Geballte Kompetenz für nachhaltige Produkte und Prozesse

Interview mit dem Fraunhofer-Institut für Verfahrenstechnik und Verpackung IVV

Womit beschäftigt sich das Fraunhofer-Institut für Verfahrenstechnik und Verpackung IVV?

Andrea Büttner: Wir sind führend in der angewandten Forschung für die gesicherte Versorgung mit hochwertigen Lebensmitteln und für nachhaltige Verpackungssysteme. Klimawandel, knapper werdende Ressourcen und Anbauflächen bei gleichzeitig wachsender Weltbevölkerung sind große Herausforderungen, die eine neue, nachhaltige Wertschöpfung verlangen. Daran arbeiten unsere rund 300 Forschenden. Sie entwickeln wegweisende Produkte, Verfahren und Technologien in den Bereichen Lebensmittel, Verpackung, Produktwirkung, Verarbeitungsmaschinen sowie Recycling und Umwelt. Die Zukunft gemeinsam zu gestalten und als Impulsgeber für die Transformation hin zu einer resilienten und nachhaltigen Lebensmittel- und Verpackungswirtschaft zu wirken – das begeistert uns in unserer täglichen Forschungsarbeit. Darüber hinaus motiviert es uns, wenn wir unser Kow-how auch in anderen Branchen anwenden können.

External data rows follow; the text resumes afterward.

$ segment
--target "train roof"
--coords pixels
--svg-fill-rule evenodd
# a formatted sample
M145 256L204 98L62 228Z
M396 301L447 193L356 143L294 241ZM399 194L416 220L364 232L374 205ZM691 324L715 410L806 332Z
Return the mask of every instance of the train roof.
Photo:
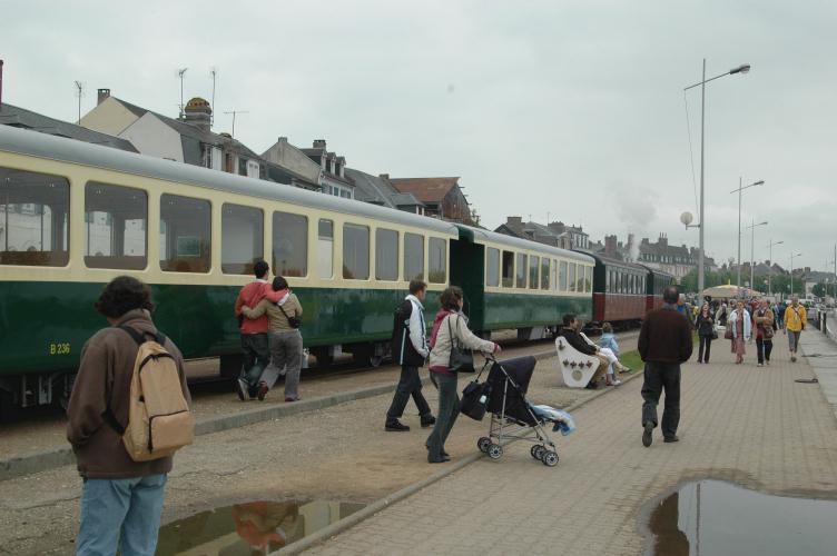
M538 241L531 241L529 239L515 238L514 236L506 236L505 234L498 234L495 231L484 230L482 228L474 228L472 226L465 226L457 224L460 229L461 239L470 239L472 241L492 241L494 244L505 245L509 247L516 247L518 249L528 249L531 251L541 251L557 257L564 257L575 259L584 262L593 262L592 257L582 255L580 252L570 251L568 249L561 249L552 247L546 244Z
M450 237L459 237L459 231L453 224L436 218L10 126L0 126L0 151L178 181L217 191L415 226Z
M602 257L601 255L593 255L590 254L590 256L595 259L597 262L601 262L604 266L608 267L622 267L622 268L630 268L631 270L640 270L642 272L648 272L649 268L644 265L640 265L638 262L627 262L624 260L619 259L611 259L610 257Z

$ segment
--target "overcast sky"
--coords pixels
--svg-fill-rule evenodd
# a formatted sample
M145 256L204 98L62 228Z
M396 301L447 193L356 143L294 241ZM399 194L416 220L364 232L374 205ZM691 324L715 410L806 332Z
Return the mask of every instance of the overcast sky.
M215 131L262 152L326 139L349 167L461 176L494 228L509 215L698 244L701 60L706 248L736 256L738 199L756 258L823 269L837 241L837 2L0 0L3 100L75 121L73 80L177 116L210 99ZM687 131L687 102L691 150ZM692 160L695 172L692 173ZM742 259L749 259L745 230ZM797 261L799 264L797 264ZM829 265L833 267L833 265Z

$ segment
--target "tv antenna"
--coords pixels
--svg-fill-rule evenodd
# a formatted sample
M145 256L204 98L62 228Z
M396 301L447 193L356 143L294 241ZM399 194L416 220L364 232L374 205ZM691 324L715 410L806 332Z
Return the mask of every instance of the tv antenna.
M235 116L237 113L250 113L249 110L230 110L229 112L224 113L232 113L233 115L233 131L229 133L230 137L235 138Z
M189 68L184 68L177 70L177 76L180 78L180 119L183 120L184 116L184 103L183 103L183 76L186 73L186 70Z
M218 78L218 68L213 66L209 69L209 73L213 75L213 103L211 103L213 112L211 115L209 115L209 126L213 126L215 125L215 80Z
M76 97L79 99L79 119L76 123L81 125L81 97L85 96L85 83L81 81L73 81L76 83Z

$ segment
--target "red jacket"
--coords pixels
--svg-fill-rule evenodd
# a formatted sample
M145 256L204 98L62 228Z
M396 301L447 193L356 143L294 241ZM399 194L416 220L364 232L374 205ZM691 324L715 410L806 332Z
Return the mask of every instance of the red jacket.
M250 309L256 307L265 295L270 291L270 285L266 280L256 280L242 288L236 299L236 317L242 315L242 307L245 305ZM267 334L267 315L249 319L244 317L239 327L242 334Z

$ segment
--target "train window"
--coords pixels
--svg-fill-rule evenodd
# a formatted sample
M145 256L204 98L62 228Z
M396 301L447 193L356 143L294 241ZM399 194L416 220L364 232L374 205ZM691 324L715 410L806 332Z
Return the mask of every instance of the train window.
M485 286L500 286L500 249L485 249Z
M526 271L526 262L529 258L523 255L522 252L518 254L518 262L515 265L516 275L514 279L514 287L515 288L525 288L526 287L526 275L529 274Z
M404 234L404 279L424 279L424 236Z
M541 258L534 255L529 257L529 287L538 289L538 270L541 266Z
M85 265L141 270L148 257L148 195L89 181L85 186Z
M204 199L160 196L160 270L208 272L211 268L211 205Z
M324 218L317 225L317 269L321 278L334 276L334 221Z
M398 279L398 232L395 230L375 230L375 278Z
M265 257L265 214L262 209L225 202L220 208L220 271L252 275Z
M0 168L0 265L67 265L69 209L65 178Z
M308 275L308 217L273 214L273 271L276 276Z
M427 281L444 284L447 280L447 240L430 238L430 272Z
M370 229L366 226L343 225L343 278L370 279Z
M503 251L503 287L514 287L514 254Z

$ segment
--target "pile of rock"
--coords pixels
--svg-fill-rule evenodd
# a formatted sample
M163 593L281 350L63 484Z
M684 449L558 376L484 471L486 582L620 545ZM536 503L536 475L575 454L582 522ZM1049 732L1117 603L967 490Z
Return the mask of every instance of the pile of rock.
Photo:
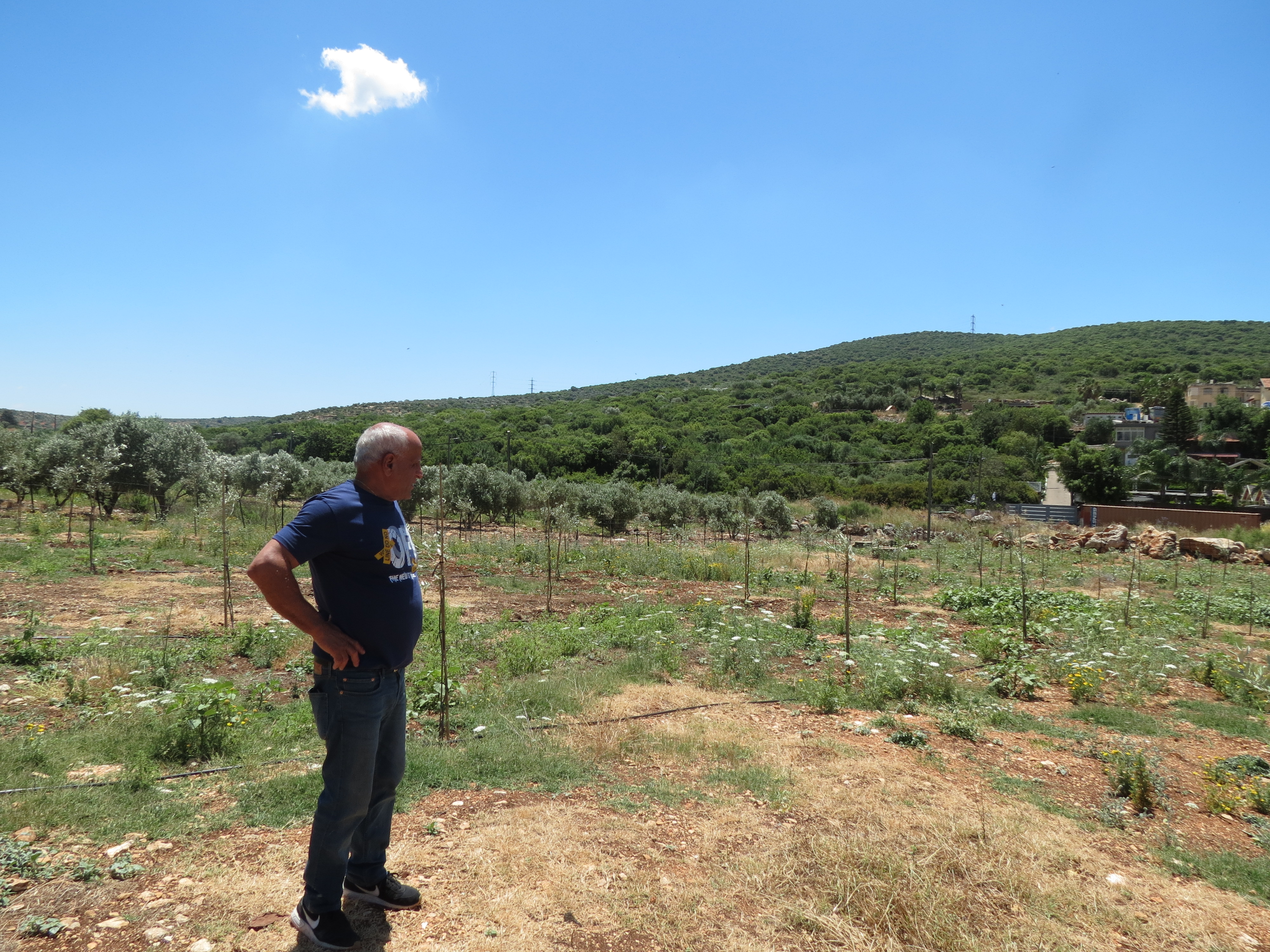
M1010 547L1015 542L1027 548L1088 548L1095 552L1124 552L1135 548L1147 559L1176 559L1187 555L1194 559L1212 559L1217 562L1265 562L1270 565L1270 548L1250 551L1242 542L1205 536L1179 537L1172 529L1147 526L1137 536L1119 523L1099 528L1059 523L1053 532L1029 532L1015 539L1002 532L991 538L996 547Z

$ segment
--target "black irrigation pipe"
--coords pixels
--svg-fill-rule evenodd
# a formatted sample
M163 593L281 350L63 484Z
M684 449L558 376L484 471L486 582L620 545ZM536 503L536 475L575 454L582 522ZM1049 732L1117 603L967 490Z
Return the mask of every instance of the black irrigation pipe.
M307 757L291 757L286 760L264 760L259 764L232 764L230 767L208 767L206 770L185 770L184 773L168 773L155 777L155 781L177 781L182 777L201 777L204 773L225 773L226 770L240 770L244 767L272 767L274 764L297 764L307 760ZM80 790L81 787L114 787L119 781L98 781L97 783L60 783L52 787L14 787L13 790L0 790L0 796L5 793L33 793L43 790Z
M644 717L660 717L668 713L679 713L681 711L700 711L704 707L728 707L729 704L780 704L784 703L781 698L773 698L771 701L716 701L712 704L691 704L688 707L672 707L669 711L649 711L645 715L627 715L626 717L606 717L602 721L573 721L570 724L535 724L530 726L531 731L549 731L555 727L594 727L597 724L616 724L617 721L639 721ZM4 791L0 791L3 793Z

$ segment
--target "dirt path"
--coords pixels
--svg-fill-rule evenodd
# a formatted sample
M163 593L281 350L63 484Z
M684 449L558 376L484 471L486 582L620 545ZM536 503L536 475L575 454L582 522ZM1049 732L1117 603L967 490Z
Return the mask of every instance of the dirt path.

Wie der Kosmetikindustrie? 

Andrea Büttner: Ja, denn hier wächst die Nachfrage beim Konsumenten nach sicheren und nachhaltigen Produkten rasant. Grund hierfür ist unter anderem, dass Nachhaltigkeit oft mit einem hohen Wert in Verbindung gebracht wird. Was wiederum ein Wohlbefinden beim Verbraucher auslöst und sich positiv auf die Gesundheit auswirkt. Diese beiden Punkte zählen, neben Bioökonomie und Kreislaufwirtschaft sowie Resilienz und Sicherheit, zu unseren strategischen Themenfeldern. Hier setzen wir zielgerichtet unsere Kompetenzen und Erfahrung aus mehr als 50 Jahren Verpackungs- und Lebensmittelwissenschaften ein, um biobasierte und kreislauffähige Produkte sowie ressourcenschonende Prozesse zu entwickeln – auch für die Kosmetikbranche. 

… das heißt konkret?

Andrea Büttner: Die Kosmetikbranche setzt immer mehr auf natürliche Materialen und Recycling-Verpackungen. Doch Nachhaltigkeit ist mehr. Nachhaltigkeit spielt neben der Wahrnehmung auch in technologischen Prozessen wie der Reinigung und Hygiene eine wichtige Rolle. Unser Team, das sich aus unterschiedlichen Disziplinen zusammensetzt, hat das richtige Wissen und Experten mit komplementären Kompetenzen, um eine nachhaltige Produktentwicklung entlang der gesamten Prozesskette zu gestalten: Vom Rohstoff über die maschinellen Prozesse bis hin zum verpackten Produkt.

Wie ist der Aspekt des Wohlbefindens im Zusammenhang mit Nachhaltigkeit zu verstehen? Warum ist es für den Verbraucher heutzutage so wichtig? 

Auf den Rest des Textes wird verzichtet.